In the sting which they give to the nerve-centres of
their victim, in order to destroy its power of moving without killing
it, these different species of hymenoptera take into account, so to
speak, the different species of prey they respectively attack. The
Scolia, which attacks a larva of the rose-beetle, stings it in one point
only, but in this point the motor ganglia are concentrated, and those
ganglia alone: the stinging of other ganglia might cause death and
putrefaction, which it must avoid.[70] The yellow-winged Sphex, which
has chosen the cricket for its victim, knows that the cricket has three
nerve-centres which serve its three pairs of legs--or at least it acts
as if it knew this. It stings the insect first under the neck, then
behind the prothorax, and then where the thorax joins the abdomen.[71]
The Ammophila Hirsuta gives nine successive strokes of its sting upon
nine nerve-centres of its caterpillar, and then seizes the head and
squeezes it in its mandibles, enough to cause paralysis without
death.[72] The general theme is "the necessity of paralyzing without
killing"; the variations are subordinated to the structure of the victim
on which they are played. No doubt the operation is not always perfect.

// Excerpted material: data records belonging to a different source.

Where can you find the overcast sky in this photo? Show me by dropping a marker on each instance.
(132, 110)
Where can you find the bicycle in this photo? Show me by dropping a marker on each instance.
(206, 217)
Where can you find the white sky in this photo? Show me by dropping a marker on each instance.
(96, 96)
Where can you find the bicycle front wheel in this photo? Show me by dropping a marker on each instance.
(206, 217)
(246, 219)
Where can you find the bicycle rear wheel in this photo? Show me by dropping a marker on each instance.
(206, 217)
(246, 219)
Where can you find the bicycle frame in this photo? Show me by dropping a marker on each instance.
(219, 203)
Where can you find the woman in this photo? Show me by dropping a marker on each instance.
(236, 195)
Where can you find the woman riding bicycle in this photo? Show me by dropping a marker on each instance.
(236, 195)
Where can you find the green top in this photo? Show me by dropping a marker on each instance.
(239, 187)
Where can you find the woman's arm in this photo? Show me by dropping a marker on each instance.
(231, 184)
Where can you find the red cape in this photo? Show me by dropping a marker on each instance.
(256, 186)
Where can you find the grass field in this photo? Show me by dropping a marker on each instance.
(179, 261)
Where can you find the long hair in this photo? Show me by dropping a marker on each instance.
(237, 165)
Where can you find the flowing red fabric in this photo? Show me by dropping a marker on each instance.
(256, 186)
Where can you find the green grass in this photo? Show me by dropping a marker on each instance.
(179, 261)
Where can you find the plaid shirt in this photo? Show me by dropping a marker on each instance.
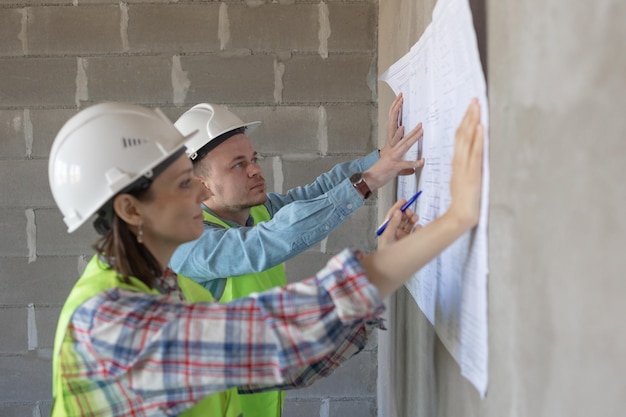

It has recently been shown that the Ammophila sometimes kills the
caterpillar instead of paralyzing it, that sometimes also it paralyzes
it incompletely.[73] But, because instinct is, like intelligence,
fallible, because it also shows individual deviations, it does not at
all follow that the instinct of the Ammophila has been acquired, as has
been claimed, by tentative intelligent experiments. Even supposing that
the Ammophila has come in course of time to recognize, one after
another, by tentative experiment, the points of its victim which must be
stung to render it motionless, and also the special treatment that must
be inflicted on the head to bring about paralysis without death, how can
we imagine that elements so special of a knowledge so precise have been
regularly transmitted, one by one, by heredity? If, in all our present
experience, there were a single indisputable example of a transmission
of this kind, the inheritance of acquired characters would be questioned
by no one. As a matter of fact, the hereditary transmission of a
contracted habit is effected in an irregular and far from precise
manner, supposing it is ever really effected at all.